Like Lemmings To The Sea: We Cannot Stop Our Addiction To Fossil Fuels


Lemmings are small rodents (5 to 7 inches long) that live on the tundra near the Arctic.  It is a popular misconception that lemmings commit mass suicide by running off cliffs.  The myth, however, has a kernel of truth to it.  It is based on the fact that lemmings (particularly the Norway lemming and the brown lemming), reproduce so quickly that their populations fluctuate chaotically.  Their numbers swell to beyond the carrying capacity of the land, at which time the population drops to near extinction due to starvation, predation, and migration misadventure.

It is this last factor – migration misadventure – that gives rise to the myth of mass suicide.  Lemmings are good swimmers and do not hesitate to cross rivers and lakes during their migrations forced on them by overpopulation.  But if the body of water happens to be so wide (an ocean for example) that it exceeds their physical capabilities, they will drown.  This isn’t exactly suicide but, as I said, misadventure due to foolishness.

The parallel with the present condition in which homo sapiens finds itself is similar to that of lemmings in several ways.  The root cause of the lemmings’ dilemma is their inability to control their population.  The root cause of planetary degradation, including climate change, is the inability of homo sapiens to control its population.  Both the lemming and human problem are caused by overpopulation.

Lemmings don’t deliberately commit suicide, but they don’t have the foresight to plan for the consequences of their unbridled reproduction, or to distinguish between a river or the North Sea.  Of course we don’t expect a rodent to be able to do this.  Only an animal with a large brain and the ability to plan for the far future could do it.

Or so we thought.  We are such an animal, but despite this fact, we are acting just as foolishly as lemmings.  The fossil fuels we continue seek, dig up, and burn are increasing the temperature of the planet at a rate unprecedented in the 500 million years since there have been flora and fauna on the planet, and yet we press on, burning more coal, oil, and natural gas every year, and doubling down on our ill-advised bet that somehow our technology will save us from a climate catastrophe that science tells us is now unavoidable; a climate catastrophe that will reduce our numbers quite as effectively as the quadrennial lemming purge.

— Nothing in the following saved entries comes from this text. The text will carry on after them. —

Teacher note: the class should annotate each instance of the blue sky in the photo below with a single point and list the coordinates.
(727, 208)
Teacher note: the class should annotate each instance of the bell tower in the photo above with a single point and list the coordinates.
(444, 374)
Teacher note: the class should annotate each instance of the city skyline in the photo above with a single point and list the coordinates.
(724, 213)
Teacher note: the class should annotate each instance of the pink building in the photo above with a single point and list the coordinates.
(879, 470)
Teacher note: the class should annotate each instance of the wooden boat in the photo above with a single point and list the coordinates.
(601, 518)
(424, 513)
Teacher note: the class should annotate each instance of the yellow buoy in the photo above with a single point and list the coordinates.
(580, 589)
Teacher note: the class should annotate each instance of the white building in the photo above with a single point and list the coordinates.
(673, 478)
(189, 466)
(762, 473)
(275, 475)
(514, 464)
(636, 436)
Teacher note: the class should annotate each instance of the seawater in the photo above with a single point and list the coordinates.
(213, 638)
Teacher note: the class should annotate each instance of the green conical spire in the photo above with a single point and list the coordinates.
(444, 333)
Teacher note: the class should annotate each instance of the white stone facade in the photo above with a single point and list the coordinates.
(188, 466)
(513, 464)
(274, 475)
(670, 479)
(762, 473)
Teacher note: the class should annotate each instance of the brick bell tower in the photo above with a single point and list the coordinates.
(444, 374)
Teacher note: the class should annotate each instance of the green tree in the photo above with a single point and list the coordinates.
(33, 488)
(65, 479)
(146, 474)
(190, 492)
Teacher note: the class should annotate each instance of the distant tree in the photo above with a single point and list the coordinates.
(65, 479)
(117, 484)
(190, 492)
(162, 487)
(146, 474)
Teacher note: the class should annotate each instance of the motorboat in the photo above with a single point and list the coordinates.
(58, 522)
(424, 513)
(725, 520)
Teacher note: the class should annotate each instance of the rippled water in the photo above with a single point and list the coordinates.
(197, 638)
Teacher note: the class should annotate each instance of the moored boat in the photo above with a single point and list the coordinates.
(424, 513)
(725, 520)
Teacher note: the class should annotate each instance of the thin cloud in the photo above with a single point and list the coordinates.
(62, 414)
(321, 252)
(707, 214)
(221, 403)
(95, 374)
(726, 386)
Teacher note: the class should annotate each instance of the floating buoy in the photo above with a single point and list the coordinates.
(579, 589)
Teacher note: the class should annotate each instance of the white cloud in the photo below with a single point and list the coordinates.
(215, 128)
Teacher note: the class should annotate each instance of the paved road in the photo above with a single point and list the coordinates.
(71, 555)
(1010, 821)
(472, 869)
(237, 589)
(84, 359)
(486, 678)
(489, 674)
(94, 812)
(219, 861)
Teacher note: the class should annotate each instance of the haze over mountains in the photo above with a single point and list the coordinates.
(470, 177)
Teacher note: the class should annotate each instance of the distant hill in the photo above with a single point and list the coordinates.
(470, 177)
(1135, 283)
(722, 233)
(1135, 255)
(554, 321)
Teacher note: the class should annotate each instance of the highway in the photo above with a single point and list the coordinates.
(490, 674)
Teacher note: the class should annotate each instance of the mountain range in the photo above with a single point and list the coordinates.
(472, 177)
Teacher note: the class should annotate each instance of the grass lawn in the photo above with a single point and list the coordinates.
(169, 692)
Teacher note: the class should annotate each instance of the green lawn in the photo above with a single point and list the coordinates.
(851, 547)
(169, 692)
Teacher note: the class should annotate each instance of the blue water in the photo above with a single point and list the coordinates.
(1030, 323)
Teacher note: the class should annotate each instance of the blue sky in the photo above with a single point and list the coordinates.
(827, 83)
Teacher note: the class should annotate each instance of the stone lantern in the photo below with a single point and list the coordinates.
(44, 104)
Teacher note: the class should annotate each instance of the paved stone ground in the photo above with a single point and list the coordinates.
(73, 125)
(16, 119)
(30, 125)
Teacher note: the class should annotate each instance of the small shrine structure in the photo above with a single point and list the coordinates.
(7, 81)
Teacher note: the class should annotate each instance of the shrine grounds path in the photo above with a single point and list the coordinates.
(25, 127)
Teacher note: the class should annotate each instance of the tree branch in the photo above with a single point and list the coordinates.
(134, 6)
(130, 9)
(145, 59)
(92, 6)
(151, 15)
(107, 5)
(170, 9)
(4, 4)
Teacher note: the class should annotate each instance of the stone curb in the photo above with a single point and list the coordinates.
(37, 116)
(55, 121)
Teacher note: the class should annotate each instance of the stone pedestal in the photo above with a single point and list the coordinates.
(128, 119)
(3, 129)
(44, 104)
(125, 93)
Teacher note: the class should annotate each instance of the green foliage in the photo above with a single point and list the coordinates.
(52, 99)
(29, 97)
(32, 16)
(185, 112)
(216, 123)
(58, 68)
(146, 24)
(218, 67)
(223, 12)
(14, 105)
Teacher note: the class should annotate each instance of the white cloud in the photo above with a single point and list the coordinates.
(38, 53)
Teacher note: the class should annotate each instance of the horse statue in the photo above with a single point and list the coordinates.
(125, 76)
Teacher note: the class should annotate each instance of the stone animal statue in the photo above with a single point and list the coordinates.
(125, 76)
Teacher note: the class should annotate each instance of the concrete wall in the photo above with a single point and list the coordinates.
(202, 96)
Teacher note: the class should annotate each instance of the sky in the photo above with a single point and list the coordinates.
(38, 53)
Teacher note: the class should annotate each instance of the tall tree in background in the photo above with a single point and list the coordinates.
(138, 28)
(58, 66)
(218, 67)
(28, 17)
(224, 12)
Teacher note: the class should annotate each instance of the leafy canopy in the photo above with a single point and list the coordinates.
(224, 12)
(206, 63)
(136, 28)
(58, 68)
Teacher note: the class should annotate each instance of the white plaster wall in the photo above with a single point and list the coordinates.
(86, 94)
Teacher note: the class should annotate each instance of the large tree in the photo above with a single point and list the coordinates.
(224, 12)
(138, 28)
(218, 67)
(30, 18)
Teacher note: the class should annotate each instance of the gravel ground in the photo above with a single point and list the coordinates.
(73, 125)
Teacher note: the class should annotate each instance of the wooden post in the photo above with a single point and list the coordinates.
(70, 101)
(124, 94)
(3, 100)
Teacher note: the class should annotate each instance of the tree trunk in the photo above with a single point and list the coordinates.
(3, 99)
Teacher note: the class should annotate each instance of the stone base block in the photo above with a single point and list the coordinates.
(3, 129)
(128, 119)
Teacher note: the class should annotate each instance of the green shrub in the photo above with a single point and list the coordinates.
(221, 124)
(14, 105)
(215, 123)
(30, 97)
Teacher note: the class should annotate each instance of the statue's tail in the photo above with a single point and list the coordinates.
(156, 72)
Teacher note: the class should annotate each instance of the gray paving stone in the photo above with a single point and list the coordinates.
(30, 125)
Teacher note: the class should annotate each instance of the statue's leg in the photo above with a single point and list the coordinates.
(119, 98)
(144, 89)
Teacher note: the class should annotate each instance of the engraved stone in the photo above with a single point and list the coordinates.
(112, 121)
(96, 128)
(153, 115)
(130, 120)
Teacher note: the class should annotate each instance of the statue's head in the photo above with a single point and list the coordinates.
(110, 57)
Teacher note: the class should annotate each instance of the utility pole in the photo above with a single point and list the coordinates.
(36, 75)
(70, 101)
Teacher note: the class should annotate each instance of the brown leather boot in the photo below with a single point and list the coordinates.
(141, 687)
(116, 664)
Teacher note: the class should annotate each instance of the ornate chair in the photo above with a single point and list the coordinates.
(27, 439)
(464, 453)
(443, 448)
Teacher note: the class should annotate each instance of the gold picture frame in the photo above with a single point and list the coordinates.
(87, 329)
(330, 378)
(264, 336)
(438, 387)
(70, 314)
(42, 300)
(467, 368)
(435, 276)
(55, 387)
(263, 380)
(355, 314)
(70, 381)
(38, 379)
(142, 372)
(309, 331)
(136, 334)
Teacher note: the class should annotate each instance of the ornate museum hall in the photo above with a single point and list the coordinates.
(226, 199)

We humans suffer from the conceit that we are rational creatures wedded to logic, practicality, and a utilitarian assessment of our options.  This conceit pervaded Europe before the First World War. Consider this excerpt from Wikipedia:

“A 1910 best-selling book, The Great Illusion, argued that global capitalism had made territorial conquest unprofitable and had removed the risk of major wars.  The Economist reassured its readers with an editorial titled “War Becomes Impossible in Civilized World.”  “The powerful bonds of commercial interest between ourselves and Germany,” it insisted, “have been immensely strengthened in recent years … removing Germany from the list of our possible foes.”  The truth, as the world discovered in 1914 and is re-discovering today in Ukraine, the Middle East and the China seas, is that economic interests are swept aside once the genie of nationalist or religious militarism is released.”

It thus came as a shock to everyone that Europe so quickly descended into violence and chaos following the assassination of Archduke Franz Ferdinand of Austria in Sarajevo on June 28th, 1914.  Who would benefit from this conflict?  No one, and yet it went on for over four years and claimed the lives of 20 million people – half military personnel and half civilians.

Today we similarly stand speechless before a world that is wittingly destroying the planetary resources on which our lives depend – the climate being the chief resource.  How can this be happening?  We can call it irrational, but that explains nothing.  An economist might say it’s because humans place a deep discount on the value of the future.  In other words, the farther off the consequence, the less value it has to a person, even when the consequence is calamitous.  It’s why Wall Street is obsessed with the next quarter’s dividends, and why we’re not willing to take the bus, eat less meat, not led the car idle, or stop buying single-use plastic bottles so our grandchildren can enjoy a global temperature that may be one degree lower forty years from now.  The health, welfare, and happiness of the child – and all children – has more value that any of the inconveniences I mentioned, but after the implicit time discount, they just don’t resonate with us.

And it is not only the time discount that matters.  The assessment of the probability and severity of the consequence is also a factor.  Thanks to the misinformation, confusion, and overstated uncertainty spread by a multi-billion-dollar lobbying campaign by the fossil fuel industry over the past 20 years, most people misjudge and greatly understate these factors.  Today, nine out of ten Americans do not realize that the debate among climate scientists about the cause and consequences of climate change has long been over.

In his book Losing Earth, A Recent History, Nathaniel Rich notes that, at the moment we began to burn fossil fuels in the mid-19th century, we lost control of our technological future.  The immense wealth and power granted by this almost magical resource was so great that it would determine its own future.  Today we remain in thrall to this toxic gift of nature.  Energy is determining our future, we aren’t, and as long as that is the case, we will continue to burn fossil fuels.